Moreover, some key US investors told me they were confident last year that they could navigate political risks, particularly since their ranks include big donors to both Republicans and Democrats. Jeff Yass, the billionaire co-founder of Susquehanna, for example, is a huge donor to Republican groups and met Donald Trump shortly before the presidential contender reversed his stance on TikTok (Trump told CNBC they hadn’t discussed the subject).

However, the new decision could vaporise billions of dollar of paper profits. Indeed, even before Wednesday’s vote, there were signals that ByteDance’s valuation had dropped. A sale to employees last autumn valued it at $223bn, and I am told some funds are marking it nearer to $180bn.

TikTok is thus partly a tale about the investment cost of geopolitical risk. But it is also one about the capricious nature of US domestic policymaking, particularly in a world where Trump’s policy stance can change on a dime, and his control over Republicans is unpredictable.
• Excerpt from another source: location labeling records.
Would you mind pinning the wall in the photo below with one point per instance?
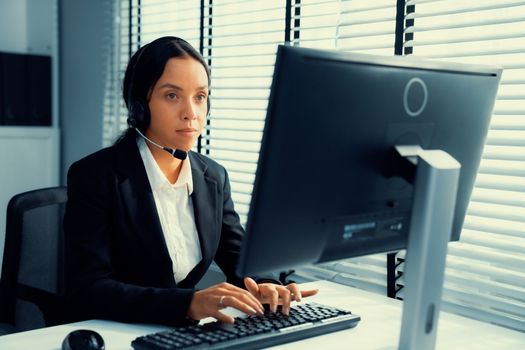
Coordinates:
(13, 25)
(29, 156)
(85, 27)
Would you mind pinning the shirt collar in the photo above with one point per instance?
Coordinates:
(156, 177)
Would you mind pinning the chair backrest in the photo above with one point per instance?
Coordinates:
(32, 282)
An optimist might retort that ByteDance is just an idiosyncratic case. Perhaps so: few other companies generate this level of fury from both diplomatic pundits and parents. But it would be foolish to assume that all other assets are shielded from such risks. Tech stocks, for example, have surged in value in the past year — yet no one really knows what Trump might do to Silicon Valley, if elected, or whether the giants could cope with further worsening of US-China relations. Policy risks in other sectors are rising too, from Joe Biden as well as Trump; just look at US Steel.

And while Treasury bond prices have rallied, Trump’s stance on fiscal policy — and the Federal Reserve — is another risk. Maybe a second Trump administration would repeat the pattern of the first and outsource most fiscal decision-making to the (relatively) steady hand of Steven Mnuchin, his former Treasury secretary. Perhaps a divided Congress could block fiscal expansion. But with a clean Republican sweep all bets are off, and since Mnuchin himself is apparently trying to organise a TikTok deal, he may never return to government.

Either way, the point is not that these risks exist, but that investors are daring to price Treasury bonds today not just around the short-term monetary policy outlook (which they have always done); they are also projecting the medium-to-long-term outlook — which, as Bridgewater hedge fund recently pointed out, they did not do two decades ago. This seems foolish.

It is little wonder, then, that the price of gold has hit record highs, along with its digital proxy of bitcoin. Investment theory implies that a rally in “flight to safety” assets is odd if the price of risky assets is rising, too. But the pattern makes more sense if investors need to hedge unfathomable political risk. In that sense, then, TikTok is a powerful symbol of our uncertain times in both a political and financial sense.